Unless you’re stealing other people’s French fries, Katie doesn’t judge. It’s a wonderful reminder that I don’t have to be a perfectionist.

In a fast-paced world that focuses on performance, nothing is quite as relaxing as spending time with someone who doesn’t care if my socks don’t match.

1. I have an amazing sister.

Katie grinning in a colorful straw hat
We went hat shopping.

Down syndrome has always been part of Katie, and it always will. I could try to imagine her without it, but it’s like picturing a stranger in my house. Down syndrome is who she is, and I wouldn’t have her any other way.

Unconditional love means loving every part of someone. And I love Down syndrome. I love the unique shape of her eyes, the contours of her chubby face, and her loud off-key singing voice. Down syndrome is part of what makes Katie be Katie, and I wouldn’t change her for the world.

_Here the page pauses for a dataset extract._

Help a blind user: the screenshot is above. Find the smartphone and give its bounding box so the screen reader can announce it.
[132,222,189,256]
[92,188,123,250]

Frankly, I wish everyone had someone like Katie in their lives. We all need someone who can help us relax and just have fun.

Originally shared on Medium

8 thoughts on “5 Reasons I’m Grateful for Down Syndrome”

    1. Thank you so much, Barbara! I feel lucky to have her. So many people focus on external achievements, but she reminds me to look for true sources of happiness. Besides, it’s fun to live with your best friend!

  1. As someone with slight disability, I have always had troubled relationship with my siblings, though I always longed for their love. They are in their mid 30s, yet hold me guilty for stealing their parents from them during their teens for my treatment. And that comes out as bottled anger at times. I envy your sister, that she has someone who understands, listens to her by her side!

    Thank you for sharing! Please do keep writing, I am sure it will touch many lives!

    1. I’m sorry to hear that your siblings have blamed you for something that isn’t your fault. You can’t control your needs. And if your parents made parenting mistakes while raising your siblings, then those are their mistakes, not yours.

      I got a little jealous as a young child sometimes, but I matured and got over it. My sister gets more help, but it’s because she needs it. I also receive help when I need it. When I don’t agree with my parents, I recognize that they are the ones who made those choices, not my sister.

      It’s sad to hear that your siblings are still distant and holding resentment. Your needs, and any mistakes your parents made, are not your fault.

  2. Love this post Jenna. It made me smile. My older Kirsty has Down syndrome. She is 19. My younger daughter Melissa is 13. They love each other so much and yet argue like any other siblings. They have a strong relationship. Katie is beautiful.